My name is Markus Schumacher, born in 1973, and I live in the Bergstraße district (Hesse). In this blog, I exchange ideas on topics that have literally "occupied" me for many years: Technology, Entrepreneurship and "Toys". This post outlines how I got into it.
Computers have fascinated me since I was a child. The conscious starting shot of my nerd career was in 1985, when my parents gave me a Commodore C64. Besides playing games, I quickly became fascinated with designing with a computer and still do today. By the way, I still have the C64 (see picture).
This hobby led me to study electrical engineering at the TU Darmstadt. When I couldn't find a reasonable job during the semester break in 1996, I decided to participate in a programming internship to learn the then new language Java . After Assembler and C in my studies, this was a completely new experience and set the course for the future. Equipped with this knowledge, I quickly got a job at an advertising agency in Frankfurt to design the first applets for websites of financial companies.
Thus infected, I decided to stay at the university and do my doctorate. I started this in 1998 at the IT Transfer Office (ITO) , an organization of the Department of Computer Science at TU Darmstadt that kept itself alive exclusively through externally funded projects, initially sponsored by the Digital Equipment Corporation. This awakened the entrepreneurial streak in me. The creative freedom, but also the entrepreneurial risk (no project, no job, no PhD) of this time had a great impact on me. It also made me aware early on that technology alone is not enough to sell products or services on the market.
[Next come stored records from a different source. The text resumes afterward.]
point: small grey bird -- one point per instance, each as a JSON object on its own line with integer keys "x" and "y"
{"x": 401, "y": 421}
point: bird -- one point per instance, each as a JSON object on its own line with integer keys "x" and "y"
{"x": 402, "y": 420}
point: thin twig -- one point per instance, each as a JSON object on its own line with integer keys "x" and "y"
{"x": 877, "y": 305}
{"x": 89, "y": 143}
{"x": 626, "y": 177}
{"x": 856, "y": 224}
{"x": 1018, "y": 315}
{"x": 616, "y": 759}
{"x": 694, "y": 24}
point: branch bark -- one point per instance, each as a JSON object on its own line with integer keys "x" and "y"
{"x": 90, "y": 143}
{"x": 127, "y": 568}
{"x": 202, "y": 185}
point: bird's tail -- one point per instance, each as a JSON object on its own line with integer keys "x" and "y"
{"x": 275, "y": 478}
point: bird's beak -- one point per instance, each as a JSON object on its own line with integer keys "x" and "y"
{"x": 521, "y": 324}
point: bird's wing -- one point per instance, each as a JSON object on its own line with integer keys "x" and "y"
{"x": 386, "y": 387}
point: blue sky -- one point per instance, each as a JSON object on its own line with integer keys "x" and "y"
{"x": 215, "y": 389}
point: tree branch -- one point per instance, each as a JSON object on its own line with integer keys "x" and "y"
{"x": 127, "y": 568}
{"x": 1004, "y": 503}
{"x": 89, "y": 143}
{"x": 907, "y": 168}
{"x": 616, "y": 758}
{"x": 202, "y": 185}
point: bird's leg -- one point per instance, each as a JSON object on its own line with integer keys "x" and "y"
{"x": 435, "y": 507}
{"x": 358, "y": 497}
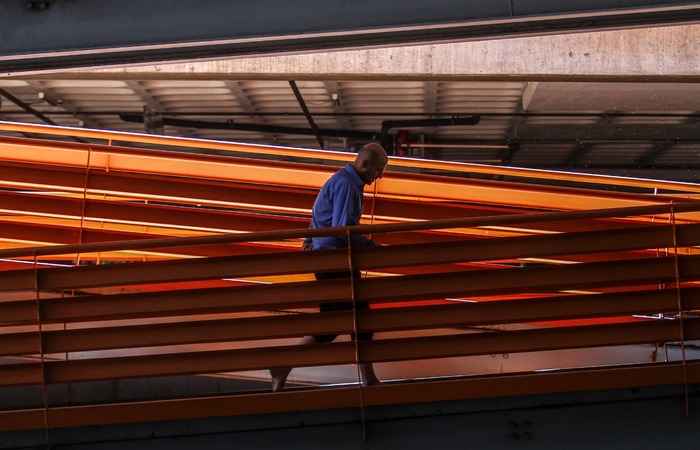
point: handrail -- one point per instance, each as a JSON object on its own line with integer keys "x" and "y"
{"x": 345, "y": 157}
{"x": 228, "y": 238}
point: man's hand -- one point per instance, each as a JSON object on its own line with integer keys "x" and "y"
{"x": 307, "y": 245}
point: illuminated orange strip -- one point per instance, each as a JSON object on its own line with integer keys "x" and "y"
{"x": 345, "y": 157}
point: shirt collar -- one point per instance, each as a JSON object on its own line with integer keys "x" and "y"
{"x": 354, "y": 176}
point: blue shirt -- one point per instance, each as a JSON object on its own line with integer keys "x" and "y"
{"x": 338, "y": 204}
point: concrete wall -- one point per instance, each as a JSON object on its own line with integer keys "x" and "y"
{"x": 638, "y": 52}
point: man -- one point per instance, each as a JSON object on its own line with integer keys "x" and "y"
{"x": 339, "y": 204}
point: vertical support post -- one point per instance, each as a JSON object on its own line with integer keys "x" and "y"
{"x": 681, "y": 313}
{"x": 355, "y": 329}
{"x": 44, "y": 387}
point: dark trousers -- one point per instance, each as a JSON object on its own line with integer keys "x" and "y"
{"x": 340, "y": 306}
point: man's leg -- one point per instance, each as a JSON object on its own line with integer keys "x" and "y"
{"x": 280, "y": 374}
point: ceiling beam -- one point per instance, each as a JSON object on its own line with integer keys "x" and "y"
{"x": 336, "y": 95}
{"x": 307, "y": 113}
{"x": 119, "y": 32}
{"x": 28, "y": 109}
{"x": 247, "y": 103}
{"x": 67, "y": 105}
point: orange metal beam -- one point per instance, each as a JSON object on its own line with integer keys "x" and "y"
{"x": 310, "y": 176}
{"x": 589, "y": 379}
{"x": 344, "y": 352}
{"x": 189, "y": 143}
{"x": 503, "y": 220}
{"x": 517, "y": 311}
{"x": 336, "y": 260}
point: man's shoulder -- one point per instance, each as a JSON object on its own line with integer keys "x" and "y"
{"x": 341, "y": 177}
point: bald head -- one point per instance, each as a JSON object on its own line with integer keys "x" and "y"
{"x": 370, "y": 162}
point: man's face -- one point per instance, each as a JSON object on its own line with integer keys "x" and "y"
{"x": 375, "y": 171}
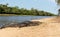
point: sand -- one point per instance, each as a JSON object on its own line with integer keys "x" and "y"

Without teaching duties, however, I lacked contact with the students. Therefore, building on my childhood experiences with computers, I created the Hacker Contest . The goal was to investigate current technologies (new at the time: WLAN, Bluetooth, etc.). In teams the participants took the role of attacker and defender. This initiative was continued for many years, even after I left the university.
In May 2003 I successfully completed my doctorate "with distinction". The topic was Security Patterns, a topic I have been dealing with for many years. Patterns originally come from architecture. The idea is that no architect can learn how to build beautiful houses. You need experience to do that - and that's what is captured in a pattern. The idea was transferred to software (sgt. Design Patterns) and I then adapted and described it for security.
Equipped with this know-how, I decided to go "out" after my doctorate. I had been offered a junior professorship, but that was still quite new at the time and not very attractive to me. I therefore used my ITO contacts and quickly found a job at SAP as a product manager for security. At that time, SAP was another project partner of the ITO and had taken over the Lab in Karlsruhe with which we had cooperated. During this time, the "old" SAP base in NetWeaver (Release 640+) and I was able to learn a lot about the different SAP technologies during this time, most recently during the conversion from an idea to the generally available product SAP Business ByDesign.
The topic of security was and is a matter of the heart for me for many years. However, I have not understood it in the sense of a function for protection, like logging something in with a name and password. Rather, it has always been more exciting for me to understand what gaps a system has, how to exploit them, and what you have to do to be "bulletproof". Since I also noticed that SAP customers do a lot of their own development, the next step was bound to happen. When programming and when systems are complex, gaps are almost bound to occur. So it was clear that I would leave SAP in 2006 and, together with a business partner I met at SAP, I founded the Virtual Forge GmbH together with a business partner I met at SAP. Incidentally, I recruited many of the first employees who then carried out SAP-focused penetration tests from the cohorts of participants in the Hacker Contest.
I had some ideas in my luggage about what can be done in the SAP environment that is not offered by the SAP standard. This resulted in another pioneering topic: scanning SAP ABAP code for security vulnerabilities. The resulting solution CodeProfiler for ABAP (version 1.0 presented at the SAP TechEd in Berlin in 2009) is still a market-leading solution today. During this time our book "Secure ABAP Programming" was published. It has not lost much of its topicality, because although there are some new programming constructs in the SAP environment, "old-school" ABAP is far from being at an end.
Virtual Forge was the practical introduction to business management for me. Exclusively self-financed, we have managed to reinvent the company over the years to stay ahead in the market and survive. As CEO and Managing Director, I spent many years looking after sales (how do I sell the value of technology), marketing (which customers do I target and how do they find me) and administration. All the while, tough decisions had to be made and my own compass readjusted: this included the company strategy and its implementation. With about 120 employees, we decided in 2018 to go in search of growth capital so we could be strategic (vs. reactive). This eventually ended with the sale of the company(mid-2019) to market competitor Onapsis, where I was an employee for the first time in many years as General Manager Europe.
Since the beginning of 2021, I am now self-employed again with the idea of sharing experiences I have gained on the path to entrepreneurship outlined here. It goes as written at the beginning all facets of entrepreneurship and technical topics. I will always describe "toys" besides the job. By that I mean things that you can afford to do as an adult and that are one thing above all: fun.